Saturday, September 24, 2005


Chuck Klosterman, Sex, Drugs, and Cocoa Puffs

Pop culture is a tricky fence to straddle. On the one side you have the "critics," who diminish the importance of pop culture analysis, deeming it an exercise in futility because little worthwhile can come from that which, by its nature, is ephemeral (not to mention "popular"). On the other side you have the analysts themselves, seeking to make sense of (and give relevance to) the slippery miscellania of our Existence.

Enter Klosterman, who straddles that fence nicely in this collection of essays (each of which is separated by an informal blog-like "rant" or observation that offers something of a segue from one essay to the next). Whether he's examining the social significance of The Real World, the influence of internet porn on cultural definitions of beauty, the amorous conquests of The Fonz, the importance of Clint Black lyrics, or why Luke Skywalker is the first cinematic representation of that which would years later become known as Generation X, Klosterman draws from a wide range of topics -- sports, art, film, TV, politics, religion, etc. -- and provides compelling links among all of these to demonstrate that "[i]n and of itself, nothing really matters.
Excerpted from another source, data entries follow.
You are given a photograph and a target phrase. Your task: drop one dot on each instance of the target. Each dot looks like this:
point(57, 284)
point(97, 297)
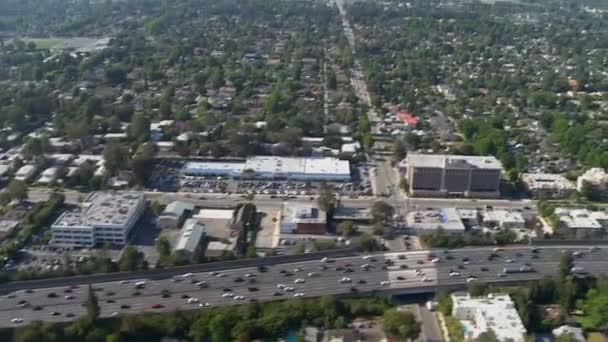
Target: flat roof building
point(494, 312)
point(190, 239)
point(26, 172)
point(174, 214)
point(453, 176)
point(504, 219)
point(103, 217)
point(303, 218)
point(293, 168)
point(548, 185)
point(428, 221)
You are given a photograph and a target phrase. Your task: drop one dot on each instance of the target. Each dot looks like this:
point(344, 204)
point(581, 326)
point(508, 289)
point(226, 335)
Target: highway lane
point(411, 271)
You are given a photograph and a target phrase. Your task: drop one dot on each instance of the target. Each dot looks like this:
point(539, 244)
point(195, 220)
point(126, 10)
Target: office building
point(453, 176)
point(290, 168)
point(104, 217)
point(548, 185)
point(494, 312)
point(302, 218)
point(174, 214)
point(189, 242)
point(593, 182)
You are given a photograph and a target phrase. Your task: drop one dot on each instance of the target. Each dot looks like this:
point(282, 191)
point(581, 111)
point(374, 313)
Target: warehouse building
point(268, 167)
point(548, 185)
point(494, 312)
point(453, 176)
point(103, 217)
point(302, 218)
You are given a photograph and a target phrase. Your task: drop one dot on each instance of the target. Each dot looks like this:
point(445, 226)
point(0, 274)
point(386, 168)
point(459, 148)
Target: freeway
point(386, 273)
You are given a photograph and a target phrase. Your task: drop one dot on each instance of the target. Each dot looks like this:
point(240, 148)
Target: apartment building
point(103, 217)
point(453, 176)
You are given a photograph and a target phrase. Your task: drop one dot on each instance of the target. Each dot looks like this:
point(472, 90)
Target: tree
point(487, 336)
point(92, 305)
point(17, 190)
point(368, 243)
point(163, 247)
point(326, 199)
point(116, 158)
point(132, 260)
point(346, 228)
point(477, 289)
point(381, 211)
point(400, 325)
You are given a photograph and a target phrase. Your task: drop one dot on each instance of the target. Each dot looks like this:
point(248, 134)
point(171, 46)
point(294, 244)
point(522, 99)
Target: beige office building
point(435, 175)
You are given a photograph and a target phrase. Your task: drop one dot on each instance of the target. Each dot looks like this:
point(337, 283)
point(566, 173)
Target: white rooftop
point(452, 161)
point(496, 312)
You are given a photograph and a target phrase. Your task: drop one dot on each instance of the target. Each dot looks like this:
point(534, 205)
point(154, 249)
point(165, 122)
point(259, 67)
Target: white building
point(596, 178)
point(428, 221)
point(495, 312)
point(190, 240)
point(303, 218)
point(48, 175)
point(548, 185)
point(103, 217)
point(293, 168)
point(26, 172)
point(503, 219)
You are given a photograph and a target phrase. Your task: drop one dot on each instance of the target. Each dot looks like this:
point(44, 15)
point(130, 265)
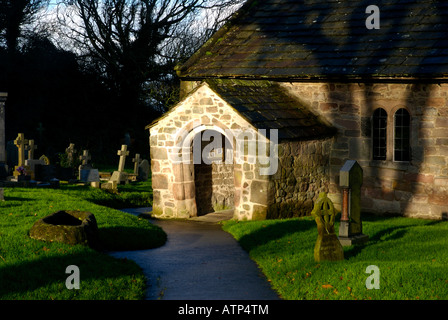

What matters is that nothing is ever 'in and of itself'."

This book isn't for everyone, of course. My guess is that those of us born between, say, 1960 and 1982 (roughly the Gen X'ers or, as my friend Dave calls us, the Electric Company generation) will get the most amusement from Klosterman's observations. Folks who are either older or younger than this will simply not care about his swipes at Billy Joel's Glass Houses or his HBO reveries. Perhaps that's the biggest problem with pop culture analysis: it often fails to engage those who are not part and parcel of that particular "moment" in pop culture. But Klosterman makes valient attempts to bridge that gap, as when he writes the following:

Here is the easiest way to explain the genius of Johnny Cash: Singing from the perspective of a convicted murderer in the song "Folsom Prison Blues," Cash is struck by pangs of regret when he sits in his cell and hears a distant train whistle. This is because people on that train are "probably drinkin' coffee." And this is also why Cash seems completely credible as a felon: He doesn't want freedom or friendship or Jesus or a new lawyer. He wants coffee.

Within the mind of a killer, complex feelings are eerily simple.

This is why killers can shoot men in Reno just to watch them die, and the rest of us usually can't.

This is a humorous and insightful collection.